Fiscal response to recession is weak in the United States, for two reasons. First, central government is small. Second, lower levels of government have to balance their budgets, so cut spending and increase taxes during recessions. Barack Obama’s stimulus package in 2009 seemed large, but was actually weak because much of it was offset by austerity at the state level. FT columnist Clive Crook proposes three fiscal reforms that would strengthen federal response to future recessions.
First, introduce a national sales tax. This could raise new revenue, which the US will need, but that is not the point. Consumption fluctuates more than income during the cycle, so shifting some of the tax base from income to spending would increase revenues in booms and reduce it in downturns. If Congress had the wit to alter the rate counter-cyclically, so much the better, but let us not make wild assumptions.

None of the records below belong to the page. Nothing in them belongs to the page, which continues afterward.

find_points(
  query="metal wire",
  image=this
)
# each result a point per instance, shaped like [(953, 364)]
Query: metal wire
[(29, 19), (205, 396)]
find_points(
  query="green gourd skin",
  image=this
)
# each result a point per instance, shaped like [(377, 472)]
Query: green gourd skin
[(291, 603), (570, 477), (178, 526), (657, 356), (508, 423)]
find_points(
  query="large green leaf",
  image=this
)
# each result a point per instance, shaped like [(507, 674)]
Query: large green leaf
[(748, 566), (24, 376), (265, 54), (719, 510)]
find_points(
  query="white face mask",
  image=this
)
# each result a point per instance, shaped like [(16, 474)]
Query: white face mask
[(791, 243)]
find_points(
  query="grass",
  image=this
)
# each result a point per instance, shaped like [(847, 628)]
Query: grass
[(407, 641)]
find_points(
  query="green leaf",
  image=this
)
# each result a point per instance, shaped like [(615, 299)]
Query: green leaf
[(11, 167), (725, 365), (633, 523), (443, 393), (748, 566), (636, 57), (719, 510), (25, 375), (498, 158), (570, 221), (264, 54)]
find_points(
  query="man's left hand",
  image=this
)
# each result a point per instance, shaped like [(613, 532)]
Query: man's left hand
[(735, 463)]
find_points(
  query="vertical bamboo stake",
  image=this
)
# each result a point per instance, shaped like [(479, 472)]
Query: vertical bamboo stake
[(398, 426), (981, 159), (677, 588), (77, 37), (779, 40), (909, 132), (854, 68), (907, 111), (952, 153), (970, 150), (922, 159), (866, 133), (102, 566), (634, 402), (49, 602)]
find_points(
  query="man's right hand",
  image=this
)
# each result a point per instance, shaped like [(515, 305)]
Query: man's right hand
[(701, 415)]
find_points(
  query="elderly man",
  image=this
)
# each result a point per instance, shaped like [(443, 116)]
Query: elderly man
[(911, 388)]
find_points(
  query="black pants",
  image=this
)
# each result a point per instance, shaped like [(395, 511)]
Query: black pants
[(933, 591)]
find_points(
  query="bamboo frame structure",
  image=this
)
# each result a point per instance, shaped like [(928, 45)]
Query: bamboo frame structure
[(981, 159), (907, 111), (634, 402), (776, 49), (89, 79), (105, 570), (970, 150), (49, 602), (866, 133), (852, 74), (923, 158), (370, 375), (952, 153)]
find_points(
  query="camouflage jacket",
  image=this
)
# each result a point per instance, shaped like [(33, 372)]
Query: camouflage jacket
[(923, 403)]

Second, lean hard against tax preferences for borrowing. In a credit-fuelled boom, tax reliefs for bigger mortgages and other kinds of debt reduce revenues. In a recession, as people pay down debt, their taxes rise. This is pro-bubble, then pro-slump. What could be more stupid?
Third, expand help for the unemployed by enlarging the Trade Adjustment Assistance programme. …. The scheme is too narrow and too complicated. It should be simplified, merged with unemployment insurance and widened to cover everybody who loses a job.

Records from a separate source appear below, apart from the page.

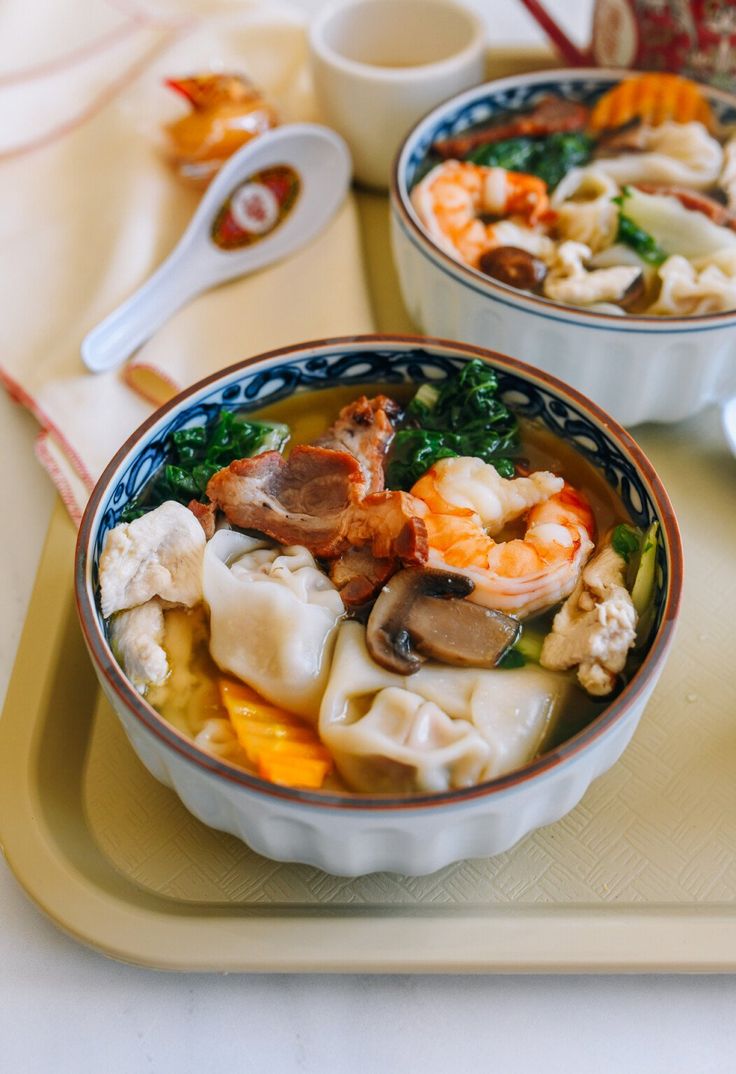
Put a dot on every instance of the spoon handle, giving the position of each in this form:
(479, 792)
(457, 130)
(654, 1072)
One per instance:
(118, 335)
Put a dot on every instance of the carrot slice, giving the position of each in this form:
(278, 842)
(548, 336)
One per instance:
(652, 98)
(285, 749)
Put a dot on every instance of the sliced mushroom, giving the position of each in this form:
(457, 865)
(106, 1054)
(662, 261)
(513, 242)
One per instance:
(421, 614)
(510, 264)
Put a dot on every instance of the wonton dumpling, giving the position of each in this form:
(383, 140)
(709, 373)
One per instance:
(674, 154)
(706, 286)
(726, 179)
(510, 233)
(435, 730)
(272, 618)
(677, 229)
(586, 212)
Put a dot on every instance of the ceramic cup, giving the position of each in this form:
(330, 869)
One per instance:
(378, 66)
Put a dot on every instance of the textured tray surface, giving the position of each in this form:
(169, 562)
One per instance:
(641, 875)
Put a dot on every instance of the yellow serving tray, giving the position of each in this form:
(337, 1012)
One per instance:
(640, 876)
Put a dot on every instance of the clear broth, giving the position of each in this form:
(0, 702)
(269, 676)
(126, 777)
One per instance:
(189, 697)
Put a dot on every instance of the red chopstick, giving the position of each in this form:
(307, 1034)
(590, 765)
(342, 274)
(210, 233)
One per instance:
(560, 40)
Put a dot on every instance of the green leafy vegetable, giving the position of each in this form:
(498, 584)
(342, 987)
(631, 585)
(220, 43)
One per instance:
(643, 590)
(195, 454)
(636, 237)
(625, 541)
(461, 417)
(549, 158)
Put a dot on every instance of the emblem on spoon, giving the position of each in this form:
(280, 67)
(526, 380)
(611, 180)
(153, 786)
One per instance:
(271, 198)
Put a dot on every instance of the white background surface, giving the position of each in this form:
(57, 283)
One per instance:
(68, 1010)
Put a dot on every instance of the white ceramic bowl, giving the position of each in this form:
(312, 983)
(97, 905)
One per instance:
(350, 835)
(637, 368)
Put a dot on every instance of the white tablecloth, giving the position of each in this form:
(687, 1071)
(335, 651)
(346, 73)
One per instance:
(67, 1010)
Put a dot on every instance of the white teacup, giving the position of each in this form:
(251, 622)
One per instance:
(378, 66)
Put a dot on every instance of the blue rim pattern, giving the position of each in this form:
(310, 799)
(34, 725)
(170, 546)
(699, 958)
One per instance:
(253, 388)
(481, 104)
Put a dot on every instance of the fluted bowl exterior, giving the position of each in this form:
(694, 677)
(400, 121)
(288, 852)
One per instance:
(637, 368)
(350, 835)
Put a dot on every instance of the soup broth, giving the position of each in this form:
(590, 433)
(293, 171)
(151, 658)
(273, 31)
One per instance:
(189, 698)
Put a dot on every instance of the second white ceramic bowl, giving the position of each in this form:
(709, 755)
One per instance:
(637, 368)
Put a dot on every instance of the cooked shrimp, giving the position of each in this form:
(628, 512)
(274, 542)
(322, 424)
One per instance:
(520, 576)
(451, 199)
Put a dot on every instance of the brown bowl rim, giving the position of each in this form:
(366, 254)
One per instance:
(145, 714)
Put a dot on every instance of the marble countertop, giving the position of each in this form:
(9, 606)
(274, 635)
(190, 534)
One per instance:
(68, 1010)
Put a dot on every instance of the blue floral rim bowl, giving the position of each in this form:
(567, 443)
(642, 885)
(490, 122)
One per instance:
(636, 367)
(349, 833)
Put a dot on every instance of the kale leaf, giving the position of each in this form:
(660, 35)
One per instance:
(549, 158)
(193, 454)
(625, 541)
(461, 417)
(631, 234)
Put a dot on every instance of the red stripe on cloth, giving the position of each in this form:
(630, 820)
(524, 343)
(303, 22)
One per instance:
(18, 393)
(62, 487)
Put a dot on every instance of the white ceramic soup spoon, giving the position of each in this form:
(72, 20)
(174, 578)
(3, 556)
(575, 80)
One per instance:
(272, 197)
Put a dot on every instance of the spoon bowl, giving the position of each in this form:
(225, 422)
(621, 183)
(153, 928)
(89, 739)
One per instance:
(272, 197)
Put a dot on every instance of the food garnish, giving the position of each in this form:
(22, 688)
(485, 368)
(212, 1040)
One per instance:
(636, 237)
(652, 98)
(285, 749)
(462, 417)
(197, 452)
(549, 157)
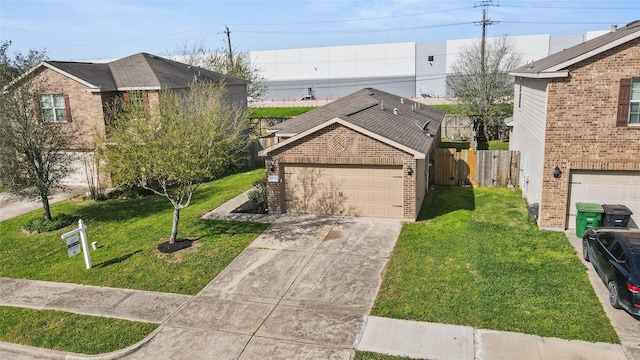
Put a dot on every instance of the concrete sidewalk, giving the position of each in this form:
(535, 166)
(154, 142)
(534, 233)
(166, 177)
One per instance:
(303, 289)
(420, 340)
(135, 305)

I see the flaw in the logic, of course. Why should a Congress incapable of raising the debt ceiling without an operatic ideological battle be capable of changes such as this? Fair question. All I can say is that this approach requires responsible action on a one-time rather than an ongoing basis. Perhaps, if it only needs to do it once, Congress could get it right by accident.

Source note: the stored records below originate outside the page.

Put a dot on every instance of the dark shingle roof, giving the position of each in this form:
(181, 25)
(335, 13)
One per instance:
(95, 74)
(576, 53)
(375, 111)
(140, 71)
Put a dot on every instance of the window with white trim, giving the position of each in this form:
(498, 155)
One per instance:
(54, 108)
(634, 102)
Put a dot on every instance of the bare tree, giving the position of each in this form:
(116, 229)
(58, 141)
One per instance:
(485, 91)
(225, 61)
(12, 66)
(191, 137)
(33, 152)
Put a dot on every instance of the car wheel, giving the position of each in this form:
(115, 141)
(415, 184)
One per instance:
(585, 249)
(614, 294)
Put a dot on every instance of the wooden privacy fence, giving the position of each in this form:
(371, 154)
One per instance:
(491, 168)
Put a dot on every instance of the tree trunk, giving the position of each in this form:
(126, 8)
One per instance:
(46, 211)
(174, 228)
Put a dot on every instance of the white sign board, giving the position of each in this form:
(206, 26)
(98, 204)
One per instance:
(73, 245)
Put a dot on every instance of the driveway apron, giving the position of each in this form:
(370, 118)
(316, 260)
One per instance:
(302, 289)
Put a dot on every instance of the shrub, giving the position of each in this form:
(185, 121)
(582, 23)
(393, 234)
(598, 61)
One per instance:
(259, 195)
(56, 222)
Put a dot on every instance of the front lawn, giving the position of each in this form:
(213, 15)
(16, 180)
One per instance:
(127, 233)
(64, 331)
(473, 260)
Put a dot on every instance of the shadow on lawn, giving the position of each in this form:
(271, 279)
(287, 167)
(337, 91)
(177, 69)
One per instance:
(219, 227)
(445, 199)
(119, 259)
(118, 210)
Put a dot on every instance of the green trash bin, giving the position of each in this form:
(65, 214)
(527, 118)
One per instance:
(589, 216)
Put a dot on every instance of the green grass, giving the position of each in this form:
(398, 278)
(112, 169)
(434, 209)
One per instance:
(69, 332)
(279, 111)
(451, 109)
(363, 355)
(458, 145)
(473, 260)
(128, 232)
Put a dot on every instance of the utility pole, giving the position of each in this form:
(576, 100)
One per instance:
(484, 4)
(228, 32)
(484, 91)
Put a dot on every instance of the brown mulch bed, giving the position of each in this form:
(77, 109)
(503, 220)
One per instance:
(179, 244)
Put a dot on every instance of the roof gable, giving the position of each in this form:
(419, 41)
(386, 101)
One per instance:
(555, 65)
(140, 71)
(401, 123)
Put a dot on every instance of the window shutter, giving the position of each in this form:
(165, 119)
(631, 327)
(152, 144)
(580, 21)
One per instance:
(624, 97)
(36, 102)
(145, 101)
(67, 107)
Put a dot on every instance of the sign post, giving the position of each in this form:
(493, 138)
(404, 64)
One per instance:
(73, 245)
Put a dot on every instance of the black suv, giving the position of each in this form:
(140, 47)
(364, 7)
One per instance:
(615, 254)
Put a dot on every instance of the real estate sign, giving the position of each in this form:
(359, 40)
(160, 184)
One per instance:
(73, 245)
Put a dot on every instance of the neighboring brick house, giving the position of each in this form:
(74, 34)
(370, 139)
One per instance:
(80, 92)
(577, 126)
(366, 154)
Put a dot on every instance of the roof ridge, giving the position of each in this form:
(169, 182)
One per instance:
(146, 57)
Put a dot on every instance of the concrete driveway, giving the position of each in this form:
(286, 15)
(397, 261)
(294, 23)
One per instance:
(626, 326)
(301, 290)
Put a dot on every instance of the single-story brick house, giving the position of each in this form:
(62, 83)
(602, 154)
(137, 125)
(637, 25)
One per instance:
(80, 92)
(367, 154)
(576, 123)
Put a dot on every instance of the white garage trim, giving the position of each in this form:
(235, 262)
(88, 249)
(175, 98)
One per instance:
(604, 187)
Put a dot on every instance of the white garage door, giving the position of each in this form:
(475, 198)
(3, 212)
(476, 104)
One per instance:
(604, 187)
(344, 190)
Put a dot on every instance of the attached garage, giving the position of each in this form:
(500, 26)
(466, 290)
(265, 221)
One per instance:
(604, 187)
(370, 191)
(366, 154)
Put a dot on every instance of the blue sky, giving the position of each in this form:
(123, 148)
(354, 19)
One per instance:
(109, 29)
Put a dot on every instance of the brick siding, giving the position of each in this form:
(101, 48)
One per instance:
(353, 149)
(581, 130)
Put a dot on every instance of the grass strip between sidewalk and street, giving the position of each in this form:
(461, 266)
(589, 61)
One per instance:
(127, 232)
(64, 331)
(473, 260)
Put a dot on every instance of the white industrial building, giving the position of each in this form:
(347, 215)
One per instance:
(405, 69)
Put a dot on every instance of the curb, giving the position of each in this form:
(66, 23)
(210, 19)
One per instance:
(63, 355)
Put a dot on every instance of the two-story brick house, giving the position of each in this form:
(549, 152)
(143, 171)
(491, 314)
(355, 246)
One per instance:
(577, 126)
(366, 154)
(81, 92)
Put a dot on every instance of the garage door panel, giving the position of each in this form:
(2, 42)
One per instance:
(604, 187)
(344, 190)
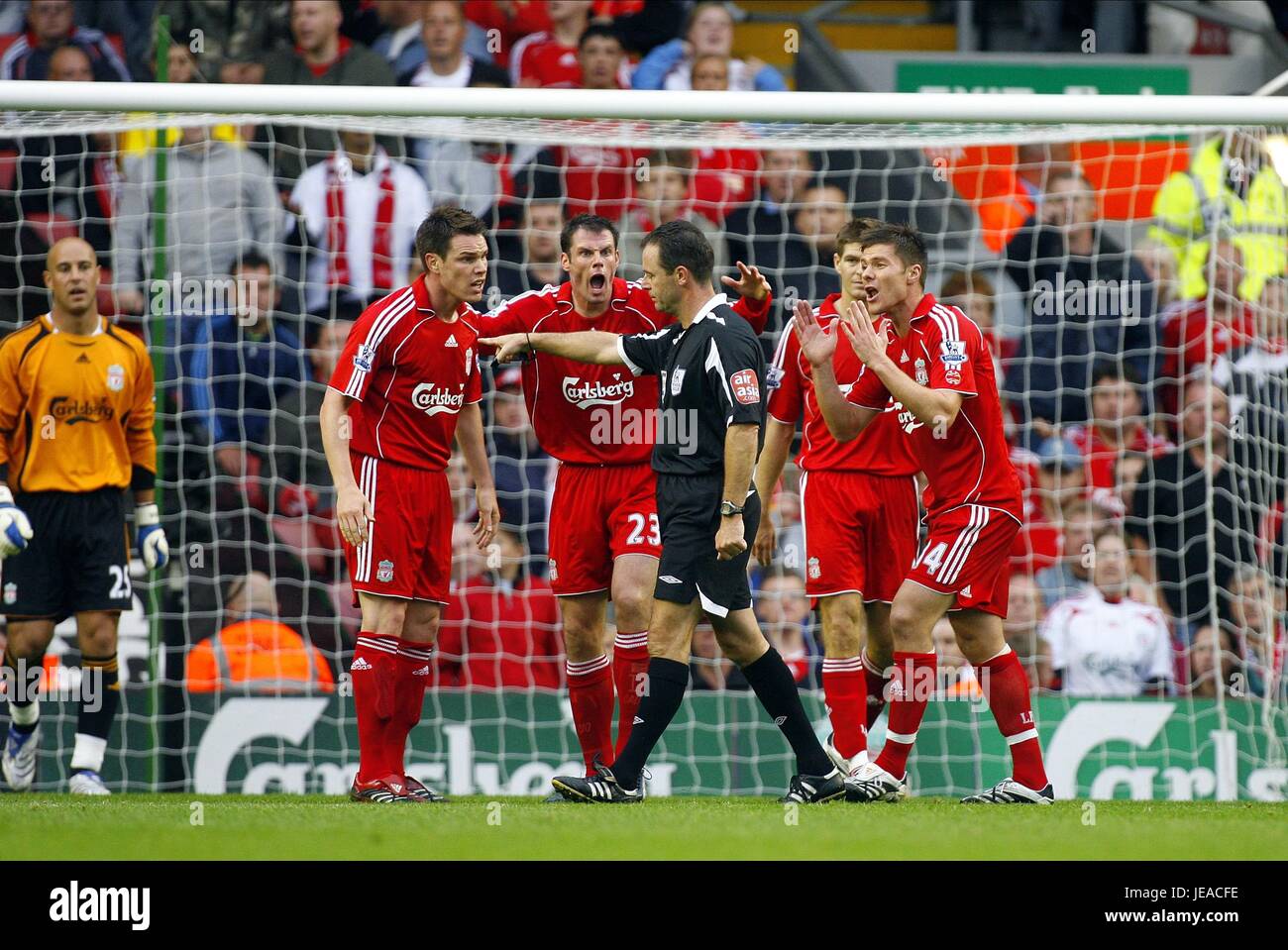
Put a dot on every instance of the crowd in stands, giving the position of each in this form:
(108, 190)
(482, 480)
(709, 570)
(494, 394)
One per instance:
(1145, 377)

Clive Crook, “A fiscal policy fit for the next crisis“, Financial Times, 27 June 2011.
A key feature of Mr Crook’s proposed measures is that they are automatic stabilisers, producing budget surpluses (or reduced deficits) in booms, and deficits as the economy shrinks. Discretionary policies – such as changes in tax rates – in theory might work as well, but political obstacles make it difficult to get the timing right.